A deep rage and anger crept into my soul with my loss. First, I was very angry at my son for giving me the burden of sadness and sorrow to carry for the rest of my life and second I was angry at society for allowing this to happen. I reached out via social media and found an outpouring of grief and fear from other parents facing the same situation as me. Parents of Austin’s friends who were coping with the same problem stood by my side along with another mother who lost her daughter shortly after Austin died. Working together, the anti-heroin group “Not One More” was born. And five years later we are fighting a problem that has grown exponentially and is causing devastation and grief nationwide.

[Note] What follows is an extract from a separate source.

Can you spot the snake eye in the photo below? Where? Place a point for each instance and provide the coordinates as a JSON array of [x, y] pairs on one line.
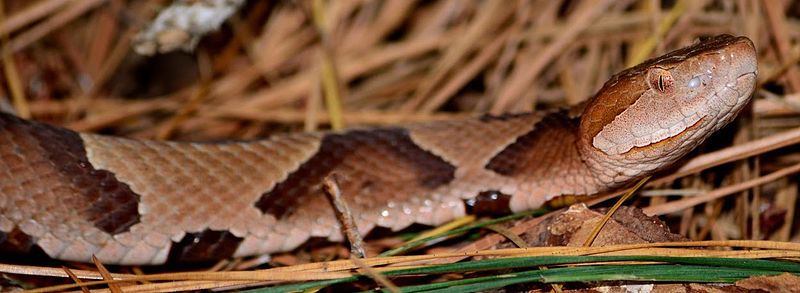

With the help of colleagues, and combining my passion as a parent and knowledge as a health care professional, we offer some approaches to combat this enemy:
- Educate our children, at home and at school, that pills can kill, even one. Lock up or dispose unused and expired medications so that they are not readily available to others.
- Schools should offer early intervention and follow through with kids who are at risk.
- Lifting the stigma of any addiction so that patients can be loved, supported and encouraged to a path of recovery.
- Those addicted to opioids need to be educated on harm reduction and provided naloxone.
- Parents need to think twice before allowing underage drinking and smoking pot.
- Medical staff, hospitals, and pharmacies need to be proactive in using the CURES program to track use and identify over-prescribers.
- And finally, the most powerful painkillers need to be rolled back to their original purpose, used only in the end of life pain management.
Prior to Austin’s passing, I had sat with representatives of the medical board, congressmen, police departments, and written letters to no avail. Finally, people are listening and joining the fight, however slowly. Ventura County has done a fantastic job in responding to parents’ cries for help by continuing with education and awareness on a county level with the Ventura County Rx Abuse & Heroin Workgroup. Creating the multiagency pharmaceutical task force that tracks and follows those that are supplying pills to our streets and our loved ones holds wrongdoers accountable. And I personally will continue to support other parents in this fight by going to Washington, DC to participate in the annual “FedUp! Rally for a Federal Response to the Opioid Epidemic.” To end this war, it’s going to take a village. Hell, it’s going to take a whole damn nation.
Susan Klimusko is a registered nurse, parent advocate and Simi Valley mother. She’s worked at several local hospitals and emergency rooms and, after the death of her son Austin, was a founding member of Not One More. She’s currently an active local leader of FedUP! Rally for a Federal Response to the Opioid Epidemic.